Hathor, mixed media painting

23 July 2010

" Hathor "

For this painting, I used :watercolour, coloured pencil, ink, and acrylic paint on medium grain watercolour paper.

(The size is 4" x 6" )

I wanted to add some hieroglyphics, so I did some searching online, and I found how to make the symbol for Hathor's name (which is a hawk (Horus) in a square (temple), with a smaller square (temple hat) to the side, representing the sounds of her name Hat-Hor, which is a compound of Horus in the Temple.

I also managed to find several sites for translating my own name, which was a little tricky, because I had to omit most of the vowels and double letters. I thought adding my own name, as a kind of signature, would be a nice touch. Originally, I intended to add a cartouche around my signature, but it just didn't work well with the composition, so in the end, I left it out.

The hieroglyphics on the left spell:
Goddess Hathor (followed by her Hathor's name symbol), beauty, power.

On the right spell:
Bonnie Rose (followed by the symbol for "woman", which comes at the end of a woman's name)

Although the scanner didn't capture it, I used metallic gold acrylic paint for the golden details on her necklace, hair, and sun disk, as well as on her upper eyelids.

The Egyptian Goddess, Hathor :

Often depicted with a cow's head, she is a Goddess of : the sky, love, beauty, music, alcoholic drinks, joy, and motherhood.
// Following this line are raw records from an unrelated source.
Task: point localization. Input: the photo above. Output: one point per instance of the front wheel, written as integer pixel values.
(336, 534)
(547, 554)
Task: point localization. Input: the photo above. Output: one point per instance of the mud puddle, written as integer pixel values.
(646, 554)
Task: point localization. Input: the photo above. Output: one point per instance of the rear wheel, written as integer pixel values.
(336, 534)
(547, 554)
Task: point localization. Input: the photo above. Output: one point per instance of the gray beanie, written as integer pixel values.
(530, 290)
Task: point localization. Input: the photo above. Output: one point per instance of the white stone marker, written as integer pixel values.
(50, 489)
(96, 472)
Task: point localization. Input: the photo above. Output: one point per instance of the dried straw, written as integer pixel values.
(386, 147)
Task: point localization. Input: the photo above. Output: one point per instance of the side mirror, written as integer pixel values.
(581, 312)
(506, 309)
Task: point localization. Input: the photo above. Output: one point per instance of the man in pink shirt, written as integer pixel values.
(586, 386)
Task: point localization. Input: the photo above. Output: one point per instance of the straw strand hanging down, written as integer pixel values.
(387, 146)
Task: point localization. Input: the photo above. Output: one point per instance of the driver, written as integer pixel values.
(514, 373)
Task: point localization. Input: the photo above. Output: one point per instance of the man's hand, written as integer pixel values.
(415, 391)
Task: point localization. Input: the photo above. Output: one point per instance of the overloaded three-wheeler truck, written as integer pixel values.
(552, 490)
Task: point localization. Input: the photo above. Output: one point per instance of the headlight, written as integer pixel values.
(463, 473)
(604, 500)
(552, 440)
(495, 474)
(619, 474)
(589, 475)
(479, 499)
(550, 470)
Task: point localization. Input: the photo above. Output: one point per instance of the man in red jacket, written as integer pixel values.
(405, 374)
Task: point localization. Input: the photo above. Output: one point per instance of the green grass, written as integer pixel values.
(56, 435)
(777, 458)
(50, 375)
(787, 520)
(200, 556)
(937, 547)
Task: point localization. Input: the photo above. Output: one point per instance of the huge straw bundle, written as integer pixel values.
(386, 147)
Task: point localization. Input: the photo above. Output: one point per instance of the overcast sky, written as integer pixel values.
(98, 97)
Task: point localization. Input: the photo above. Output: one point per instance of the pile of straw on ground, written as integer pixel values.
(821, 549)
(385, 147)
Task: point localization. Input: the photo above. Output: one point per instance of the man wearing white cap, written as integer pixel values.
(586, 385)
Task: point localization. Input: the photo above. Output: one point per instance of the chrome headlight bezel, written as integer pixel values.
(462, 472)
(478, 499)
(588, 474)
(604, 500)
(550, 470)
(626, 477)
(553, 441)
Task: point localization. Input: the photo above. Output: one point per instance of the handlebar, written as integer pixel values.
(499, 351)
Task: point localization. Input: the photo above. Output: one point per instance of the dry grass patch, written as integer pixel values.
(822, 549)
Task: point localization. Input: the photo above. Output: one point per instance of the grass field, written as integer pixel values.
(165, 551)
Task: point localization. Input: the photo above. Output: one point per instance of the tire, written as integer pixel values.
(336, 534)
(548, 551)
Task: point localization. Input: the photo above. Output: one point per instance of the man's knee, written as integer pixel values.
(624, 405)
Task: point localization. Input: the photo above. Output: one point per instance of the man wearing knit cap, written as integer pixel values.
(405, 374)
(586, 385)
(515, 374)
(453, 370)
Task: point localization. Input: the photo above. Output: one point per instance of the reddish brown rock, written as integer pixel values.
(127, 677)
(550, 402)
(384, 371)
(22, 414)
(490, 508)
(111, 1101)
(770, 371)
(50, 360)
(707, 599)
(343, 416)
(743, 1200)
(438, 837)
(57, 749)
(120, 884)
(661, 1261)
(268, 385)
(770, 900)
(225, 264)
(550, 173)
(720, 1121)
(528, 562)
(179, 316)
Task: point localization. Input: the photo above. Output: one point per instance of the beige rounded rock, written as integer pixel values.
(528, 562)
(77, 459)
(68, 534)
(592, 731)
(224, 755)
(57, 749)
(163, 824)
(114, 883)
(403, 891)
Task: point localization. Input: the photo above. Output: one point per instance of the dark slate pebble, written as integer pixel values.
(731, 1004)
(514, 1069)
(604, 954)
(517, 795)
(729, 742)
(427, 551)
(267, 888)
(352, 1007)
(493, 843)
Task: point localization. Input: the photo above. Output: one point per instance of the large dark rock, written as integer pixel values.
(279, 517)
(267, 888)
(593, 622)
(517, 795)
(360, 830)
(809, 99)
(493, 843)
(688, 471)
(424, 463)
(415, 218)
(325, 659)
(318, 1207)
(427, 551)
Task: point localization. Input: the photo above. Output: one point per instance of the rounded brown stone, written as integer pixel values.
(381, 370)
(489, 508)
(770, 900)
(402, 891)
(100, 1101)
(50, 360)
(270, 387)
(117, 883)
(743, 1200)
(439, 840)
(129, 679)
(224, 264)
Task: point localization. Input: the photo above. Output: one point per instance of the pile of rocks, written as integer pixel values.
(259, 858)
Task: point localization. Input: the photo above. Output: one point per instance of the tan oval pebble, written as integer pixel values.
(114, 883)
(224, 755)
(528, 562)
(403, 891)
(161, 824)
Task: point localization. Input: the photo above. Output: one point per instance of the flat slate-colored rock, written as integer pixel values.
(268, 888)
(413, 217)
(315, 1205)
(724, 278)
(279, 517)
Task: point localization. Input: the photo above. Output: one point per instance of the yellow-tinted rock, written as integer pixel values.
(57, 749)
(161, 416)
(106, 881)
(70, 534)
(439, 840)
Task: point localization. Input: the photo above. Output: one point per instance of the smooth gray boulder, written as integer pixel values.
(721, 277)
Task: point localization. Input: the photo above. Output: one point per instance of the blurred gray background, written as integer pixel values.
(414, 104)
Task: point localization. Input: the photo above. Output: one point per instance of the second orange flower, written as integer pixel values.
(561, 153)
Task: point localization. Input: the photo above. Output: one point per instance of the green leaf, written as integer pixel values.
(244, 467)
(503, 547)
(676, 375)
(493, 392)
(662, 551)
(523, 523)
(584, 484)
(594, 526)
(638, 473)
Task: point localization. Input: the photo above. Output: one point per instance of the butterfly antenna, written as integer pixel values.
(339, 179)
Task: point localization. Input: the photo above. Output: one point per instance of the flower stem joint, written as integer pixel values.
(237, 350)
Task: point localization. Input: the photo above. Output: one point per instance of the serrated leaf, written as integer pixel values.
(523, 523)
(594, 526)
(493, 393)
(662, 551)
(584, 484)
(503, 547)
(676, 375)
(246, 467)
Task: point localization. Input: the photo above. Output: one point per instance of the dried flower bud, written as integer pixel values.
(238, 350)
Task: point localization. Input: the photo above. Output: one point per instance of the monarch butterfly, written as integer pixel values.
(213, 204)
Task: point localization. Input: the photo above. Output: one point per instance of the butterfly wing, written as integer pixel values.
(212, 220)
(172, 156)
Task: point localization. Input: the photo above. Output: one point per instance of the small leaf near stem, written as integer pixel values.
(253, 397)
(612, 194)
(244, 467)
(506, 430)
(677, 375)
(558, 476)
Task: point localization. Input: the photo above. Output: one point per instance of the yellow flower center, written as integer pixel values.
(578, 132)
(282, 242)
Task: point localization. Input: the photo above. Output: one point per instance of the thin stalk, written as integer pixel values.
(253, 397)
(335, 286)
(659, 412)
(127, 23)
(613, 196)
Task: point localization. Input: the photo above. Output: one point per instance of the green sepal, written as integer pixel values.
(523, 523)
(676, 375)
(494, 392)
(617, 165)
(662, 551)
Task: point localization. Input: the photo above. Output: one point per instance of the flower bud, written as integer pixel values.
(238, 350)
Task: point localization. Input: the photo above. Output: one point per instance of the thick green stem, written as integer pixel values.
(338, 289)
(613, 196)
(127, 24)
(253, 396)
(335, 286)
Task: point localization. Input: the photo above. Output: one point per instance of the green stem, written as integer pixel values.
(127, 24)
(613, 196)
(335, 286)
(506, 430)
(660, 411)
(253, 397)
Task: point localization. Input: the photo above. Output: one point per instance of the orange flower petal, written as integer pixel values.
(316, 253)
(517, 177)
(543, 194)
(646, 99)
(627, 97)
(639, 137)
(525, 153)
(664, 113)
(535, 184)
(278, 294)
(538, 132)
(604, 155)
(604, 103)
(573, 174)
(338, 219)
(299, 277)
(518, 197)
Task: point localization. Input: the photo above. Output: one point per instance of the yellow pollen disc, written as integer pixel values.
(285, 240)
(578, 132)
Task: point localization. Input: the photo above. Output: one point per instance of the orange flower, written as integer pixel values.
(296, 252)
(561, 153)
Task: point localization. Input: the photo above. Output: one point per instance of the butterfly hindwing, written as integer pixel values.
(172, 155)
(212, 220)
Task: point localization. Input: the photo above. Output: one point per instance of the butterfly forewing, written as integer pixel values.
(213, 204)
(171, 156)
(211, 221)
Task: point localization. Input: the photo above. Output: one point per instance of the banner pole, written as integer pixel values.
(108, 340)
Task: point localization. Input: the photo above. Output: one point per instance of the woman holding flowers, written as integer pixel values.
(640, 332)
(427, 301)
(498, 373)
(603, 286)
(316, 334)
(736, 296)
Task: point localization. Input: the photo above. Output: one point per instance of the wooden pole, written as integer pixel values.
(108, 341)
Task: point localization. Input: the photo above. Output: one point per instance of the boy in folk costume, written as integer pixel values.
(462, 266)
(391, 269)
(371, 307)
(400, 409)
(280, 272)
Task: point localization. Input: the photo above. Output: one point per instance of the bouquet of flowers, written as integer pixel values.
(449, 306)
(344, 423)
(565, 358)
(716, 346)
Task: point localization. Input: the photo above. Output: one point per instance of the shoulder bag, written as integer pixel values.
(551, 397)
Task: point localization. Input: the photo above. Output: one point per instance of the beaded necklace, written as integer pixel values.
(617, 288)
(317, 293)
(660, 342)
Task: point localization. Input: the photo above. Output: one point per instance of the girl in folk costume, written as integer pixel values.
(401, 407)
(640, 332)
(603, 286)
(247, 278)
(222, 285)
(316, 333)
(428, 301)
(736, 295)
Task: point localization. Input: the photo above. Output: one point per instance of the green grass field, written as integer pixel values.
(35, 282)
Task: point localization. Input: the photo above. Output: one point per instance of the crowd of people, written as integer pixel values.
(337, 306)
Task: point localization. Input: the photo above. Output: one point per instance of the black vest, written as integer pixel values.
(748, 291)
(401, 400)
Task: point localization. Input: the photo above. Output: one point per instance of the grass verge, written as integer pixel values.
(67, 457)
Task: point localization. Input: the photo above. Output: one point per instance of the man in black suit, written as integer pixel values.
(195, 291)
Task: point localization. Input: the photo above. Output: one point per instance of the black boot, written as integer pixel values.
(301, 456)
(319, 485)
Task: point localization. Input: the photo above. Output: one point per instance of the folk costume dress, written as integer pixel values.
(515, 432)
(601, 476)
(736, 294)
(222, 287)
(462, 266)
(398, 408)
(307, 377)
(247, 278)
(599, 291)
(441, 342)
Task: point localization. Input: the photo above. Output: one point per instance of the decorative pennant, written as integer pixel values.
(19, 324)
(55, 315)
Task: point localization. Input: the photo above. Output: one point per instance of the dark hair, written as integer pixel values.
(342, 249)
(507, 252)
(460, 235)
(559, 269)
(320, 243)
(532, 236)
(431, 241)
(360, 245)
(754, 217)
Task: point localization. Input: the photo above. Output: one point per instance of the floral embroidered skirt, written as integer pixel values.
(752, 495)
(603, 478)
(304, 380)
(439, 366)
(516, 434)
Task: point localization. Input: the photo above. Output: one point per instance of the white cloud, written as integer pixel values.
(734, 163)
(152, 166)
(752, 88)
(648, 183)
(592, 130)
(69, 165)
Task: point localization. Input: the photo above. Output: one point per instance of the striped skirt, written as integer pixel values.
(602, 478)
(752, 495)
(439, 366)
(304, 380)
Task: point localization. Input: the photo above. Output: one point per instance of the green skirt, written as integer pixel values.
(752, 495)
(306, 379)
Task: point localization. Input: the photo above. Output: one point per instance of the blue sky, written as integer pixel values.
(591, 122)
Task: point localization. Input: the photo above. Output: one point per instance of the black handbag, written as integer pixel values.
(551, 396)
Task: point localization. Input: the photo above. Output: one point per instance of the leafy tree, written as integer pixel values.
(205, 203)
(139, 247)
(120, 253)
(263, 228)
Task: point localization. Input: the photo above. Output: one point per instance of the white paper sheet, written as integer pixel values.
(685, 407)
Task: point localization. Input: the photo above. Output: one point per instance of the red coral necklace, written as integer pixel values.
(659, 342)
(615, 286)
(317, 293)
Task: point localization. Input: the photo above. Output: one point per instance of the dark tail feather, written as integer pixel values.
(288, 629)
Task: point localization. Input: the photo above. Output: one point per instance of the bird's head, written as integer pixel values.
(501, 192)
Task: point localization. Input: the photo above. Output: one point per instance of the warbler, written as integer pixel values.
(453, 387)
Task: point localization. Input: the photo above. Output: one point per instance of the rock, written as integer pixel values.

She rules the direction West, and holds great power in the Underworld.

Female counterpart and wife of Thoth.

In a complicated relationship Hathor is at times the mother, daughter
and wife of Ra and, like Isis, is at times described as the mother of
Horus, and associated with Bast.

In some myths, she is another incarnation of Isis, as Isis is
decapitated by Horus, and her head is replaced with a cow's head.
Therefore, Hathor is sometimes considered to Isis-in-death. When humans
died, women became a form of Hathor, while men became a form of Osiris.

The Ancient Greeks identified Hathor with the goddess Aphrodite and the Romans as Venus.